Saudi Electricity’s illiquid bonds unmoved by debt reduction plan
“There are a lot of reforms and structural changes happening. These will take time to assess and deliver value,” Khalid Howladar, head of credit and sukuk advisory at RJ Fleming, told Reuters
DUBAI: Saudi Electricity Company’s bonds due in 2030 were trading at around 2.2% on Wednesday, flat compared to when the kingdom’s electric transmission monopoly said on Monday it had signed a deal with the government to bolster its balance sheet.
Financial sources said the lack of immediate reaction in SEC bonds to the plan to convert 167.92 billion riyals ($45 billion) in state liabilities into a subordinated perpetual financial instrument was because it will take time to materialise and SEC’s bonds are illiquid.
“There are a lot of reforms and structural changes happening. These will take time to assess and deliver value,” Khalid Howladar, head of credit and sukuk advisory at RJ Fleming, told Reuters.

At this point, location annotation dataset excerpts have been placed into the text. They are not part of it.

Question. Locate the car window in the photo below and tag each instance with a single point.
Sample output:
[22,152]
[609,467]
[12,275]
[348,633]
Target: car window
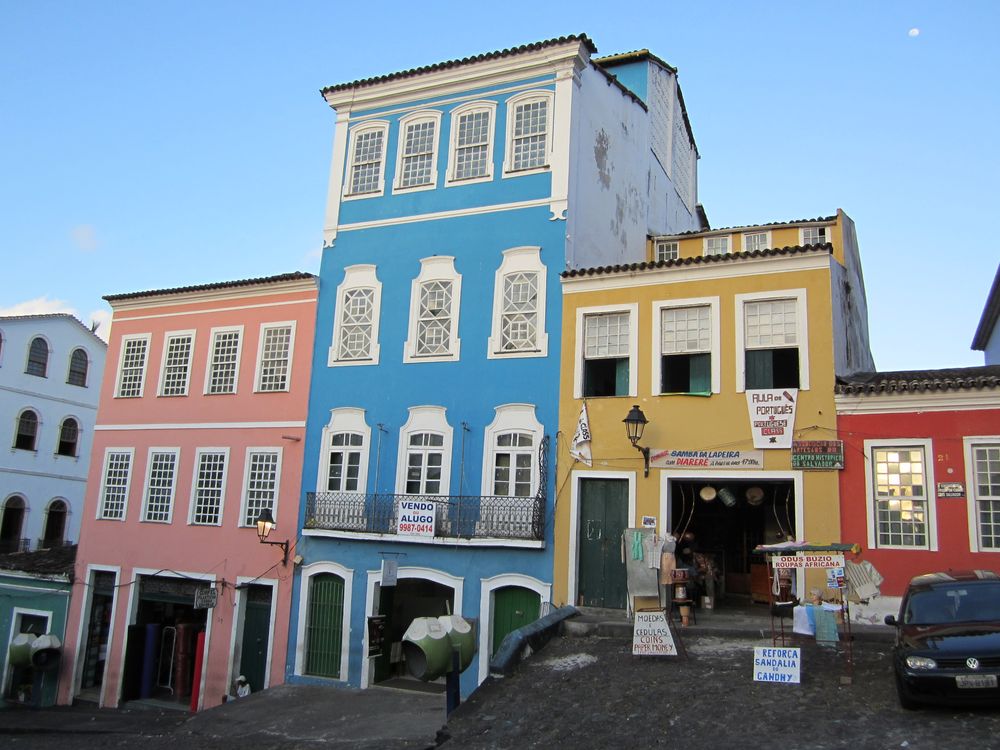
[977,602]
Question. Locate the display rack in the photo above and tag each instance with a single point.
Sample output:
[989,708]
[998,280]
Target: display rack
[780,594]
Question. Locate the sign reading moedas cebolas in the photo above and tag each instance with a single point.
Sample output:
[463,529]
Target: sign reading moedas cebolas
[416,517]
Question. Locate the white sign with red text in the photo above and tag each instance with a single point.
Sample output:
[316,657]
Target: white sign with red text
[772,416]
[416,517]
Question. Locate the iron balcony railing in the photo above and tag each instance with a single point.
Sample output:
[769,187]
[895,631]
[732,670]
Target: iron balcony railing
[456,516]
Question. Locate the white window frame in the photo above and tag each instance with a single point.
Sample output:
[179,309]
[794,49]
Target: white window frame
[355,133]
[125,340]
[193,505]
[258,371]
[802,321]
[511,418]
[512,104]
[86,372]
[167,338]
[969,444]
[930,494]
[144,513]
[431,419]
[715,346]
[414,118]
[345,419]
[455,115]
[437,268]
[519,260]
[802,234]
[250,452]
[725,238]
[666,247]
[745,237]
[633,346]
[213,335]
[360,276]
[101,514]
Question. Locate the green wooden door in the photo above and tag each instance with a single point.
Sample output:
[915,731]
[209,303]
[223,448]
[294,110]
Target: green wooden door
[256,633]
[325,625]
[513,607]
[603,518]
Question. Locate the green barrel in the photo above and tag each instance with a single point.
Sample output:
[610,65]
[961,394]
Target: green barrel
[462,636]
[426,648]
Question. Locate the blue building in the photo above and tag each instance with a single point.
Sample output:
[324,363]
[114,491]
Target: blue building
[458,194]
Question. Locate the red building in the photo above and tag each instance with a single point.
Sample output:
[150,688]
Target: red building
[920,489]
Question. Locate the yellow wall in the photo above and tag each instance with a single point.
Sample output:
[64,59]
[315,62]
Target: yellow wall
[720,421]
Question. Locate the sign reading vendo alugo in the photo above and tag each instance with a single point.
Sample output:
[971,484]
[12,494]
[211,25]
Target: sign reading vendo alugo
[416,517]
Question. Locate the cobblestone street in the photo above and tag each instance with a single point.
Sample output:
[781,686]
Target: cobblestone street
[591,692]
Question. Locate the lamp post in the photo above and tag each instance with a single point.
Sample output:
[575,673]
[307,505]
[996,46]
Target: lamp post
[635,423]
[265,522]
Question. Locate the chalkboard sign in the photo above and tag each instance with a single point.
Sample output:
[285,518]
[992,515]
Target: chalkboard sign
[205,598]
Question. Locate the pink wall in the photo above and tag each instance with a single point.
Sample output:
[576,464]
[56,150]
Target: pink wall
[946,430]
[227,552]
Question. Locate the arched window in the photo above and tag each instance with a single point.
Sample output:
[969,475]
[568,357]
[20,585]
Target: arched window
[27,431]
[38,357]
[78,364]
[55,524]
[69,437]
[10,526]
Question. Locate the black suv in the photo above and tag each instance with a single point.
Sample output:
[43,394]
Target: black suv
[948,639]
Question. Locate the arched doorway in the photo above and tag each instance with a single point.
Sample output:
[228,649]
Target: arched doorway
[55,524]
[10,526]
[401,604]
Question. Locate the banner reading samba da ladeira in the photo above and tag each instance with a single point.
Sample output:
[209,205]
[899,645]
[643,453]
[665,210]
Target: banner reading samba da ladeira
[772,416]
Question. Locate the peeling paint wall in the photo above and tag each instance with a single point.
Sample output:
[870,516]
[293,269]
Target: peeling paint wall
[620,190]
[852,348]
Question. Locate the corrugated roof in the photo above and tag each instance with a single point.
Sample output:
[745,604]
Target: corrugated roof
[903,382]
[293,276]
[990,316]
[532,47]
[57,561]
[792,222]
[824,247]
[44,316]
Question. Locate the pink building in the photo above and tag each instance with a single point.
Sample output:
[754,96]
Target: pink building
[199,431]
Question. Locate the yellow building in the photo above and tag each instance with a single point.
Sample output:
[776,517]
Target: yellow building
[729,342]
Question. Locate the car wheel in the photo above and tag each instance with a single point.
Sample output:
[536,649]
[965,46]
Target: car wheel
[905,701]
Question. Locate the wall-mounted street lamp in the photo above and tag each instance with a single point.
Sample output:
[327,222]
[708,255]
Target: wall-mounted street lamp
[265,522]
[635,423]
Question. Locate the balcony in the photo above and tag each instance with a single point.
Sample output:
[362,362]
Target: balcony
[470,517]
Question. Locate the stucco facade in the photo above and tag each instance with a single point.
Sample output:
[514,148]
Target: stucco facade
[50,375]
[458,193]
[713,322]
[200,428]
[920,490]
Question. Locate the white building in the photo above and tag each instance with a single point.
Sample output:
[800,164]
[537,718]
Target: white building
[50,377]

The reforms include a new mechanism to determine SEC’s required revenue, which will be effective from Jan. 1, 2021, and cancelling government fees.

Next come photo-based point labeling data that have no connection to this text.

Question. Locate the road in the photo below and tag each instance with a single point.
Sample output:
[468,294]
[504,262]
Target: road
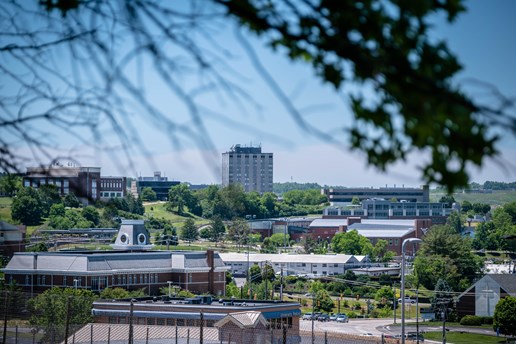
[385,326]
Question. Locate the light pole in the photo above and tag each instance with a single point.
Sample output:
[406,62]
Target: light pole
[402,294]
[169,283]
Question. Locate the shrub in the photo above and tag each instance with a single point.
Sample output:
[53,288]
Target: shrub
[471,320]
[487,320]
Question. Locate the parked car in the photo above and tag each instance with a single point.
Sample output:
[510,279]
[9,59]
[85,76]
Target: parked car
[323,317]
[408,300]
[307,316]
[342,318]
[414,336]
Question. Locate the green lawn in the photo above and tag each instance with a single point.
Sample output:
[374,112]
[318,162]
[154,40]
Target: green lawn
[464,338]
[158,210]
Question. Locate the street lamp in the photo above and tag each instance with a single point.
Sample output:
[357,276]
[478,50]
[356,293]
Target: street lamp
[405,242]
[169,283]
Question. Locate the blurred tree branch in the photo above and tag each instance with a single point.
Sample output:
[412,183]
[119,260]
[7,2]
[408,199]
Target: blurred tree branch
[70,65]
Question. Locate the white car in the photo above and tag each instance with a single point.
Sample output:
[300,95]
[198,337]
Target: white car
[408,300]
[342,318]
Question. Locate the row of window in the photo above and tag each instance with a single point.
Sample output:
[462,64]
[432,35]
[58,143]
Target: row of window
[110,194]
[160,321]
[111,184]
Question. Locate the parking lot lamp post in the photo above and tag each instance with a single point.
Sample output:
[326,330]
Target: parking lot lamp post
[402,293]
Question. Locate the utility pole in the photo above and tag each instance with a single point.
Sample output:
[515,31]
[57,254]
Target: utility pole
[130,341]
[67,321]
[417,316]
[281,285]
[313,317]
[394,301]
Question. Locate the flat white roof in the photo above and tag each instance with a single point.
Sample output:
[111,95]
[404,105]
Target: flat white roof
[387,233]
[290,258]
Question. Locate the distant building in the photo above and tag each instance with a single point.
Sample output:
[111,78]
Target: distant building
[346,195]
[160,185]
[12,239]
[391,230]
[249,167]
[84,182]
[481,298]
[294,264]
[376,208]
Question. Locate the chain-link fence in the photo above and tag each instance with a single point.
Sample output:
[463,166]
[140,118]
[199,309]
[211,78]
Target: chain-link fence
[141,334]
[66,319]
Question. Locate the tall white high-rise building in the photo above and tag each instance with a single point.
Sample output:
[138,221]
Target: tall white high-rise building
[249,167]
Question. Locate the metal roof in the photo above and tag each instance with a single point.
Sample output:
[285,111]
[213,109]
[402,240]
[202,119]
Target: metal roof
[107,262]
[387,233]
[289,258]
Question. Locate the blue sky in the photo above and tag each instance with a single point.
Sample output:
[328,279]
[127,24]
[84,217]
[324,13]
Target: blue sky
[482,38]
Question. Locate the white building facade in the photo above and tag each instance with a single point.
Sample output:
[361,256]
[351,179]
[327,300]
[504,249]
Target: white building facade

A fund manager said: “The original liabilities were already seen as equity in the market’s assessment of credit.”
The change envisages the “immediate deleveraging” of SEC’s $128 billion balance sheet from a debt-to-equity ratio of 2.2 to a ratio of 0.6, the Saudi Energy Ministry said on Tuesday.
The government “is expected to continue supporting the sector and Saudi Electricity Co. on a more structured and transparent basis,” SEC’s financial adviser HSBC said in the Energy Ministry statement.
“Deleveraging will boost SEC’s standalone credit profile but not necessarily the overall credit profile that likely incorporates government support in the rating and this rating uplift can often be somewhat elastic,” Howladar said.